The new school in Erie, Meadowlark PK-8, is already at 100% capacity in grades PK-5, and a new residential neighborhood that’s already under construction in the area requires a plan to address enrollment growth before it’s a crisis. Building a second elementary school in Erie has been part of BVSD’s facility planning and will accommodate new students and relieve overcrowding in other BVSD and St Vrain Valley School District schools, which leads to inequitable classrooms and learning experiences.
While growth in some areas of our district continues, enrollment across the district is declining slowly overall. To ensure sound long-term facility decisions consistent with the needs of the district, BVSD convened the Long Range Advisory Committee (LRAC) to review enrollment trends and facility utilization.
Schools across the country are seeing roller coaster enrollment trends and the LRAC team — community members, principals, teachers, BVSD committee members and others — are actively working to assess current and future facility demands. BVSD is taking declining enrollment seriously, but it doesn’t change the critical importance of addressing the capital needs in measure 5A now.
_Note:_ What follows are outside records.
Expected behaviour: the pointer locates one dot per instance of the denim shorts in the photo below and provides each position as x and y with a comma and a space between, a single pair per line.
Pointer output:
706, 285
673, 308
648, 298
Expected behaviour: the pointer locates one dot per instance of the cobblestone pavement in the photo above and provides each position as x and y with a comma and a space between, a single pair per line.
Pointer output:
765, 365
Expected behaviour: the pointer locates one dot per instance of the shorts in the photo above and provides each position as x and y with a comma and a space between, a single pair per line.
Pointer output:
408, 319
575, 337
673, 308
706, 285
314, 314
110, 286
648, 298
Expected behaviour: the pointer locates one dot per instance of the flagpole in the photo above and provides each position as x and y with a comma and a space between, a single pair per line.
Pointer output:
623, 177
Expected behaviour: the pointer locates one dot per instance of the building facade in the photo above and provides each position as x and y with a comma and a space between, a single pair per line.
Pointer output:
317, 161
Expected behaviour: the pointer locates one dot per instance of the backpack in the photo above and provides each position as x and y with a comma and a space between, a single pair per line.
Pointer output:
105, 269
Waiting to address these needs will allow conditions to deteriorate while costs escalate. Should voters approve 5A, projects would be timed to focus initially on the secondary schools, where enrollment decline is less of a concern.
Public education provides critical economic and community value. In order to positively impact our economy and community we must educate our youth, facilitate avenues for careers, and provide safe facilities for learning.
Allison Billings and Catherine Wessling are, respectively, the executive director and communications director of Impact on Education.
This opinion piece does not necessarily reflect the views of Boulder Beat, its writers or editors.